Questa è una buona notizia per la prospettiva di migliorare l'accesso al vaccino HPV, ma Chandrasekharan dice che circostanza è improbabile da tenere per futuri vaccini, compresi i vaccini HPV di seconda generazione. "Alcune delle tecnologie abilitanti sono stati brevettati nel 1990 prima che le aziende avevano iniziato cerca brevetti in paesi-vaccino fare come l'India", ha detto. "Il fatto che un certo numero di brevetti di HPV vaccino sono state depositate in India e altri paesi in via di sviluppo suggerisce una nuova tendenza."

Chandrasekharan dice università e non-profit - portieri importanti per il vaccino contro l'HPV e molte altre biotecnologie - dovrebbero prestare particolare attenzione.

"Anche se i brevetti non sembrano essere una barriera per la produzione di vaccini a basso costo nel caso di HPV, le cose stanno cambiando", ha detto Chandrasekharan. "Le università che spesso sviluppano queste tecnologie devono riflettere attentamente su ciò che hanno intenzione di fare con il loro IP. Con la partecipazione a partnership di trasferimento di tecnologia e l'adozione di pratiche di gestione IP favorevoli, le università possono accelerare l'accesso alle nuove generazioni di vaccini e aumentare salvavita il loro impatto sulla salute pubblica in tutto il mondo, "ha detto.

Lei ei suoi colleghi consiglia specificamente che le università e gli altri non-profit cercano di preservare la possibilità per i produttori di vaccini nei paesi in via di sviluppo. "Vi è la necessità di pensare globalmente", dice Chandrasekharan. "Oggi, si tende a dire che un nuovo vaccino o farmaco deve essere sicuro, efficace e alla fine più conveniente se si comincia a dire che è essenziale che sia sicuro, efficace e conveniente -. Se cominciamo con quello - allora noi avrebbe preso approcci diversi. "
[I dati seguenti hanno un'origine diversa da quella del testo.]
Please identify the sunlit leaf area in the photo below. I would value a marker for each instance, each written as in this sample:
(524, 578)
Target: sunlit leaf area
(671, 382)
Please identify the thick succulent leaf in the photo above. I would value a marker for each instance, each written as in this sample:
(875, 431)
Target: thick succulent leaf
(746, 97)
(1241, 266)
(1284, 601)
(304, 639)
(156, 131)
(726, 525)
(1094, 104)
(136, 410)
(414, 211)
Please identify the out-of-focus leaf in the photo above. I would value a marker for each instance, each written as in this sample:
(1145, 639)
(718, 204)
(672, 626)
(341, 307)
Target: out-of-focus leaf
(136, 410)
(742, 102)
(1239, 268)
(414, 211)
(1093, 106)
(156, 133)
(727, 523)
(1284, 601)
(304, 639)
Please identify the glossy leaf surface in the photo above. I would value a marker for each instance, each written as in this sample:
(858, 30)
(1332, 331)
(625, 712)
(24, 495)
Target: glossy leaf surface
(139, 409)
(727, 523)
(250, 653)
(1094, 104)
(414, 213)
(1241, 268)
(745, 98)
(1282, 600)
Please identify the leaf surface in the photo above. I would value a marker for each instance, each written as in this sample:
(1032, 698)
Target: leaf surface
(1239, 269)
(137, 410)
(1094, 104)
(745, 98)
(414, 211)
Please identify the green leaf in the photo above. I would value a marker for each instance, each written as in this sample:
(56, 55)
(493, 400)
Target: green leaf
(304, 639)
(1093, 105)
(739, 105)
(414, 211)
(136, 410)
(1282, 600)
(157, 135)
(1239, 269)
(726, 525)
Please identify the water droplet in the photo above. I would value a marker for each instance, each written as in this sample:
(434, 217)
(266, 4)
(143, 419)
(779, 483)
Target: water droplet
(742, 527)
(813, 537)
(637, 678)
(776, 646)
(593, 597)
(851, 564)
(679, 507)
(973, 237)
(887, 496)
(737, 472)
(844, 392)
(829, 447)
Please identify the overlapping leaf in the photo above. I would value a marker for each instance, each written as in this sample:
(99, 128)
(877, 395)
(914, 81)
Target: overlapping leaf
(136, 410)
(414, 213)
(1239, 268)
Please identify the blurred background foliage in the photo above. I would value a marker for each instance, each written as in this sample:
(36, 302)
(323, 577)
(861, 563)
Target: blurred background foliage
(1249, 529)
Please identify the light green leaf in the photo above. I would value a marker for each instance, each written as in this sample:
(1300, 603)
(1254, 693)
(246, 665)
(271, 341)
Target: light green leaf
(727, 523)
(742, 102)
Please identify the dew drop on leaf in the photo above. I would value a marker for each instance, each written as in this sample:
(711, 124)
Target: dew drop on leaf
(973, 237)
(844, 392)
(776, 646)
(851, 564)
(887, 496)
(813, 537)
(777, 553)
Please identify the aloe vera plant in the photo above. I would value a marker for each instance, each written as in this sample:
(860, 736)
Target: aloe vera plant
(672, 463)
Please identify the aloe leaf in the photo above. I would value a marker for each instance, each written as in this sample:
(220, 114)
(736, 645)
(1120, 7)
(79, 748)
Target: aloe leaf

La squadra, tra cui collaboratori Swathi Padmanabhan, Tahir Amin, Bhaven Sampat e Robert Cook-Deegan, dice che i loro risultati non dovrebbero essere considerati come consulenza legale, ma come punto di partenza per l'analisi legale delle parti interessate. La ricerca, finanziata in parte dal National Human Genome Research Institute e il Dipartimento di Energia, è stato segnalato il 9 luglio su Nature Biotechnology.